Das janelas coloniais de suas casas grandes, os senhores viam seus cativos no engenho. Mas ainda, viam a si mesmos, como se olhassem um espelho: eram também escravos, porém do medo, já que a violência era a forma de mitigar quilombos e sublevações. Hoje, as casas grandes são mais modernas, transformaram-se em condomínios de muros labirínticos. Seu senso de proteção confunde-se com o estar numa prisão; de suas janelas, vemos os "quilombolas" em suas favelas. E nas ruas circundantes, maltrapilhos transmutam os semáforos a McDonald´s das esmolas, que contabilizam o pavor dos carros blindados. Nesse enredo, o medo é uma necessidade de consumo - desde a colônia, abastece uma economia de blindagens, além de confundir liberdade e escravidão.

Todavia, as blindagens mostram-se inócuas perante a liberdade demente: como explicar chacinas em cinemas? Se recorremos às telas como forma de fugir da realidade, eis que a fantasia se concretiza e nos metralha. Estamos entre uma cultura cinematográfica de sangue mecanizado, comerciais de margarina e "Avenidas-Brasil". Nesse ínterim, nosso cérebro é programado para que o terror dure o tempo da propaganda ou da novela, em seguida tudo é desdenhado mediante o consumismo. Mas se eclodem novos morticínios, o pícaro marketing desperta a irracionalidade: prostituímos nossa autonomia a leis e câmeras draconianas, além de aquecer multinacionais belicosas. Em suma, estimula-se a felicidade irrestrita sob a sincronia paradoxal do medo, provendo mutações sociais.

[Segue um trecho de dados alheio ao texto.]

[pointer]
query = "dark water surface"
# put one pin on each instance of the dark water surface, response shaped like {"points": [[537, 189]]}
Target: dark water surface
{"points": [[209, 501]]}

Uma delas fora produto do 11 de setembro (2001). Ao pregar um contrato social ao avesso, Bush exaltava a islamofobia e um estado de "guerra de todos contra todos" (Hobbes). Se o instinto natural humano emprega o medo para retirar o homem de uma situação, uma inversão nos coloca numa pior: lobos contra lobos-bombas. E fatos como esse insuflam recessões e desviam recursos. Logo, passamos a temer o desemprego, a exclusão, a miséria. Entre fanatismos contraproducentes, vozes manipuladoras do Estado assolam nossas janelas de incertezas, deixando-nos passivos, mas desconfiados. Enfim, a desconstrução do instinto natural do medo, converte-o em inércia e guerras de tolos contra tolos.

Sob a iminência de recebermos a visita de vozes sociais da desigualdade, da psicopatia e do fanatismo, necessitamos do medo, que historicamente possui função social. Em cada contexto, ele é a necessidade de consumo (confundindo liberdade e escravidão), o paradoxo da felicidade e a desconstrução de um instinto. Sob as penumbras da proteção e do controle, o temor continuará como a premissa para surpresas insólitas aos nossos frágeis sentimentos.